Target parameters such as reflectivity, range, velocity, and angular position are represented by ordered maps of tuned cortical neurons in insectivorous bats. It is suggested that the response of each neuron in such a map is determined by a hypothesis test conditioned on a particular value of the mapped parameter. The excitation of each neuron is then interpreted as a sample value of a conditional log‐likelihood ratio or a log‐likelihood function. Interpolation between the samples, which is needed to find the parameter that maximizes the mapped function (e.g., the maximum likelihood parameter estimate), can be accomplished with overlapped tuning curves. An attempt to portray a sharp peak by a weighted sum of relatively broad neuronal tuning curves or interpolation functions results in excitatory center/inhibitory surround behavior.

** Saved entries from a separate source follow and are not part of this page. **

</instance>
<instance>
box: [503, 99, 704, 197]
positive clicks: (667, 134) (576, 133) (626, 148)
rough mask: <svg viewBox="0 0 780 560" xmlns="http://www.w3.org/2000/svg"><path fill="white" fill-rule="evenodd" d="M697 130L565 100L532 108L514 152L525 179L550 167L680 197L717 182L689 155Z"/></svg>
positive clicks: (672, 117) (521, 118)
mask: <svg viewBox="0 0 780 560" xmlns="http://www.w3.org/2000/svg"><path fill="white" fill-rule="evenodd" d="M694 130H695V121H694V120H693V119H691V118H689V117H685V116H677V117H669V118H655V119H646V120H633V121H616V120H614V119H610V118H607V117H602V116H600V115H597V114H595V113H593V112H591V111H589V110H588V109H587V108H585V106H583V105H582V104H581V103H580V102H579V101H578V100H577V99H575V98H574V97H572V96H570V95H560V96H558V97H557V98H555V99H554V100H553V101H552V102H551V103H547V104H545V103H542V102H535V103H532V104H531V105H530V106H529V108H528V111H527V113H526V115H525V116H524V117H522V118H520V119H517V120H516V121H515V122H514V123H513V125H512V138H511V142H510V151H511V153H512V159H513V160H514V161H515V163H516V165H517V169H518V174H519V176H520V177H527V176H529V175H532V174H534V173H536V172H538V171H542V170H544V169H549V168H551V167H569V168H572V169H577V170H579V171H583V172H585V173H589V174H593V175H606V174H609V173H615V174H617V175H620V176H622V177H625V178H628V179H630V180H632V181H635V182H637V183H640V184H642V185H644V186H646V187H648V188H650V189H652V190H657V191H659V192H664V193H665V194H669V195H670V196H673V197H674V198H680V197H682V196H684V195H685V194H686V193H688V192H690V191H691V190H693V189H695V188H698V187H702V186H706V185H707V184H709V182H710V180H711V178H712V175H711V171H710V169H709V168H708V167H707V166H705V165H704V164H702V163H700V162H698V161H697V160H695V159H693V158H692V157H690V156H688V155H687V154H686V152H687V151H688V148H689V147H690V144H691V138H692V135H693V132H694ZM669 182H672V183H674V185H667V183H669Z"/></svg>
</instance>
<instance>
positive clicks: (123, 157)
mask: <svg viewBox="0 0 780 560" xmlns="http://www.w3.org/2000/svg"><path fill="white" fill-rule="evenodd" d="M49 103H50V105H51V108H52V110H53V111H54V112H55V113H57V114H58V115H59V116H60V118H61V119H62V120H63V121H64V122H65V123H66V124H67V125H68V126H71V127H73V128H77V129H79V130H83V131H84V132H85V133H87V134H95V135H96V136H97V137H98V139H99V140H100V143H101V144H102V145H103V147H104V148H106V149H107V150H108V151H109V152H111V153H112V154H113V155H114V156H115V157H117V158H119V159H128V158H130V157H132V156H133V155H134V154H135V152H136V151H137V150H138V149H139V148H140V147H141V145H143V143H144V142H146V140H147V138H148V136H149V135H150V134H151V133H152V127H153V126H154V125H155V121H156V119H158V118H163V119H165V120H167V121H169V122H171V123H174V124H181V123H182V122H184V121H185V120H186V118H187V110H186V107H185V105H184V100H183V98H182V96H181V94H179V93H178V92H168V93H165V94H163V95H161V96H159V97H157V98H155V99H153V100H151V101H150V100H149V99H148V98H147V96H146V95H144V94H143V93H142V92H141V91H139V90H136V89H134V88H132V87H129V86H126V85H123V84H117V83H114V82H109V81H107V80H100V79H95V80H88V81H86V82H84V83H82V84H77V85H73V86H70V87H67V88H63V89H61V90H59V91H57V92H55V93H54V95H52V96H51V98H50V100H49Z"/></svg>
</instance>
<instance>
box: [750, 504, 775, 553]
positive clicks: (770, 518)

Facilitation or antifacilitation of neurons that are likely to be excited by succeeding observations can be used for sequential detection and tracking. Interpolation and pulse‐to‐pulse data storage capability are required to explain range jitter sensitivity and to allow for moving target indication in bat sonar. If a cortical map represents an ordered array of hypothesis tests, then many such tests are implemented in parallel when target parameters are unknown. Detection performance is then degraded relative to the idealized situation in which all parameters are specified. Performance in noise may thus appear to be much worse than that of an ideal detector, even if each hypothesis test is optimally implemented.